Based on this data, rank the following three quantities in
**ascending** order: the median age at which gold medals
are earned, the mean age at which gold medals are earned, the standard
deviation of the age at which gold medals are earned.

mean, median, SD

median, mean, SD

SD, mean, median

SD, median, mean

**Answer: ** SD, median, mean

The standard deviation will clearly be the smallest of the three
values as most of the data is encompassed between the range of
`[14-26]`

. Intuitively, the standard deviation will have to
be about a third of this range which is around 4 (though this is not the
exact standard deviation, but is clearly much less than the mean and
median with values closer to 19-25). Comparing the median and mean, it
is important to visualize that this distribution is skewed right. When
the data is skewed right it pulls the mean towards a higher value (as
the higher values naturally make the average higher). Therefore, we know
that the mean will be greater than the median and the ranking is SD,
median, mean.

The average score on this problem was 72%.

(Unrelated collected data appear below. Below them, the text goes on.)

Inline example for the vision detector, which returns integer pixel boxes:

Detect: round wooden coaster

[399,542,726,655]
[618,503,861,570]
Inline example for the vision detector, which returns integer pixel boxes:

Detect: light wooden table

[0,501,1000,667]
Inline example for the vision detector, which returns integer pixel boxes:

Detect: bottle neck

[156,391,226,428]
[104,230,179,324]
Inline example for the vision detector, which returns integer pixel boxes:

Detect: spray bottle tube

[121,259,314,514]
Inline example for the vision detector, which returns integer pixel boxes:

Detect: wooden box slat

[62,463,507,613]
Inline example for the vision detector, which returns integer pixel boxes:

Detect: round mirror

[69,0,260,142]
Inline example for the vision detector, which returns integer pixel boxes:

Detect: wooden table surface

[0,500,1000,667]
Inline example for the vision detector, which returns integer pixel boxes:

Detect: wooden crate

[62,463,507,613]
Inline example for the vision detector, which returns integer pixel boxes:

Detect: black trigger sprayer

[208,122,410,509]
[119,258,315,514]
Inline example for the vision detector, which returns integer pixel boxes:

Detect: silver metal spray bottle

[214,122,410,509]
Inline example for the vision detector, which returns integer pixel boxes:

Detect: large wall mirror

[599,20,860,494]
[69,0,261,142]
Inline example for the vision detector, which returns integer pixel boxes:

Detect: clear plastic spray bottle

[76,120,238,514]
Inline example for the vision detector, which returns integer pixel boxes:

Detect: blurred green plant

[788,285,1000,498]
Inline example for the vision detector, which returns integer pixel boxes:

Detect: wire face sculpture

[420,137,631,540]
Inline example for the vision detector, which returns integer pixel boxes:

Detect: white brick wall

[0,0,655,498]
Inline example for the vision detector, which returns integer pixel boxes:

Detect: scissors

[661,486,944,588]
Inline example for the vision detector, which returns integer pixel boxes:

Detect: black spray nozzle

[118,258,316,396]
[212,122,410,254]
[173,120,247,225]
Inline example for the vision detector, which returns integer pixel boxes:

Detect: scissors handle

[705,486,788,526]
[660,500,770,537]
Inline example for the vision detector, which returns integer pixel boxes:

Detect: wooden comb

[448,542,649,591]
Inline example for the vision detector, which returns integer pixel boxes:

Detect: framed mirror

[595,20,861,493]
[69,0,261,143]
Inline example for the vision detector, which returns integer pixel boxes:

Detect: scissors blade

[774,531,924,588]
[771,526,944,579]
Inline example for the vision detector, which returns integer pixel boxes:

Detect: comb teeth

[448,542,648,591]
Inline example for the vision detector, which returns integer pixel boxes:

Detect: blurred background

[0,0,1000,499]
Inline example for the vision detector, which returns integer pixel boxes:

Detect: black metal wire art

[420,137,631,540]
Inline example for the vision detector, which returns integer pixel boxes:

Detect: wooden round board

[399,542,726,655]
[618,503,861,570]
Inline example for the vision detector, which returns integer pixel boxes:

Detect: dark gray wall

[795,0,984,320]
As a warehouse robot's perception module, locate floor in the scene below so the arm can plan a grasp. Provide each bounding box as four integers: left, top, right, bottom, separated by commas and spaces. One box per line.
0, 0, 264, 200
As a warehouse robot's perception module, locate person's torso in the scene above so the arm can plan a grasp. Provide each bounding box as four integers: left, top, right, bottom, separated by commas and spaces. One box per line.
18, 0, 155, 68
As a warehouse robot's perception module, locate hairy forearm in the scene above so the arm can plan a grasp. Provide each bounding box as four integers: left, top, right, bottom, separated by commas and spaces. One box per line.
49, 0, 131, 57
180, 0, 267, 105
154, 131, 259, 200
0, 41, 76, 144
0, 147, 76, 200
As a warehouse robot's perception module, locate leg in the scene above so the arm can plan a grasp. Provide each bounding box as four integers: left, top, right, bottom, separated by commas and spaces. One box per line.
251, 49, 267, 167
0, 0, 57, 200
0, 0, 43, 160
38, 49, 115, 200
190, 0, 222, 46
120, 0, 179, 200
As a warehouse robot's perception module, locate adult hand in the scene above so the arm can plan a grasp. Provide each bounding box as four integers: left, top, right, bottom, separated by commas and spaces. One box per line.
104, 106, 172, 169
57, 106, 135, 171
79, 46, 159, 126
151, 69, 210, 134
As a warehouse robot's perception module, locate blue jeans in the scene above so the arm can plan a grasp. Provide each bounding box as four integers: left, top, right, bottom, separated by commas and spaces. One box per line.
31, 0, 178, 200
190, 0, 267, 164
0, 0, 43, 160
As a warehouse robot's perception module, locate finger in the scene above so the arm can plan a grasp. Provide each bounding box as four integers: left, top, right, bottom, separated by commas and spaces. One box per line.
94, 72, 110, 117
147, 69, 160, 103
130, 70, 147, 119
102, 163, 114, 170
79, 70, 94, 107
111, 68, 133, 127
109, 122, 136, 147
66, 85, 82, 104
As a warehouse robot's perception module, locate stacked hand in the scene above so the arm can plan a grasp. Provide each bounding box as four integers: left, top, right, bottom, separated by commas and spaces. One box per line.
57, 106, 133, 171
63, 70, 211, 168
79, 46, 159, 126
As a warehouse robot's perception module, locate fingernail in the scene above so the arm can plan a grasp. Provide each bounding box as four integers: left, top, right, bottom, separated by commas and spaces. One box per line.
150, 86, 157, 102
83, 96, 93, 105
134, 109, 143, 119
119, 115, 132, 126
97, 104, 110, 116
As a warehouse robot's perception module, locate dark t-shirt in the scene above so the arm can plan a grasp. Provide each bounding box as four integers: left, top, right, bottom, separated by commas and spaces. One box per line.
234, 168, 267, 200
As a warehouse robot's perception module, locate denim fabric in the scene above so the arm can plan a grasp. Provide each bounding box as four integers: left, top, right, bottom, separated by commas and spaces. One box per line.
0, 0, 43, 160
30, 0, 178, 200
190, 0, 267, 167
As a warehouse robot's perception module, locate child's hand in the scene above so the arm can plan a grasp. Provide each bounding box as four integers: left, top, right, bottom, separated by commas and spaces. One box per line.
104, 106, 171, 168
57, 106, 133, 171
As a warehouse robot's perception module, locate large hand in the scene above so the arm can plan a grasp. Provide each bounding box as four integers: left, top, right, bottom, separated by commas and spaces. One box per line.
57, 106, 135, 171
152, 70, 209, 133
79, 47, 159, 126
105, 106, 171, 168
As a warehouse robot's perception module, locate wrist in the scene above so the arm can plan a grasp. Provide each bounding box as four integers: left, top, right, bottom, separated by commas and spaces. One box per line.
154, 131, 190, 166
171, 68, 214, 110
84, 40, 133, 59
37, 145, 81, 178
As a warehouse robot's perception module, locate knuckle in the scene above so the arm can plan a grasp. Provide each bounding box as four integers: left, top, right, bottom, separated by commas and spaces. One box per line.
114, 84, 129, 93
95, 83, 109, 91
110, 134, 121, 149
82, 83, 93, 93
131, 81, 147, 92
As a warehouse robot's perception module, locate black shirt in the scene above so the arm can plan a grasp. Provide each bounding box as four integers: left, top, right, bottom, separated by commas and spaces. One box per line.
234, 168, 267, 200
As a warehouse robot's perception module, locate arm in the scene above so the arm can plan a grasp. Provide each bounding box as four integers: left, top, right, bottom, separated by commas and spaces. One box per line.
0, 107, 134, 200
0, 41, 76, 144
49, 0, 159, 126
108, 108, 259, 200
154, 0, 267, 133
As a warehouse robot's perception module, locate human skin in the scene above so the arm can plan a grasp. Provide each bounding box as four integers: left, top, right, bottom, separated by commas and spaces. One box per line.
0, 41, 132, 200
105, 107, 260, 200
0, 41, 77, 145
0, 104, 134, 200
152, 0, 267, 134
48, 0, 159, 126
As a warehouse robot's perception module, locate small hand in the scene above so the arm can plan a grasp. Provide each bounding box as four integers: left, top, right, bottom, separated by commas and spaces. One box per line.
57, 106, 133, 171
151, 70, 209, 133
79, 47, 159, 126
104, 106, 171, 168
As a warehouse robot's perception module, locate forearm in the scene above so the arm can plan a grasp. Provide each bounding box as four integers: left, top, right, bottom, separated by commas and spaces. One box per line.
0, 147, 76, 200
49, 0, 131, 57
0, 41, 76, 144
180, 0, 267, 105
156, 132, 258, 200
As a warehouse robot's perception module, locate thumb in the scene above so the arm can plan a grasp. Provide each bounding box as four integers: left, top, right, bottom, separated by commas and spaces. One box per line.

Among all Costco members in San Diego, the average monthly spending
in October 2023 was **$350** with a standard deviation of
**$40**.

The amount Ciro spent at Costco in October 2023 was
**-1.5** in standard units. What is this amount in dollars?
Give your answer as an integer.

**Answer**: 290

The average score on this problem was 93%.

What is the minimum possible percentage of San Diego members that
spent between **$250** and **$450** in October
2023?

16%

22%

36%

60%

78%

84%

**Answer**: 84%

The average score on this problem was 61%.

Now, suppose we’re given that the distribution of monthly spending in October 2023 for all San Diego members is roughly normal. Given this fact, fill in the blanks:

What are m and n? Give your answers as integers rounded to the nearest multiple of 10.

**Answer**: m: 270, n: 430

The average score on this problem was 81%.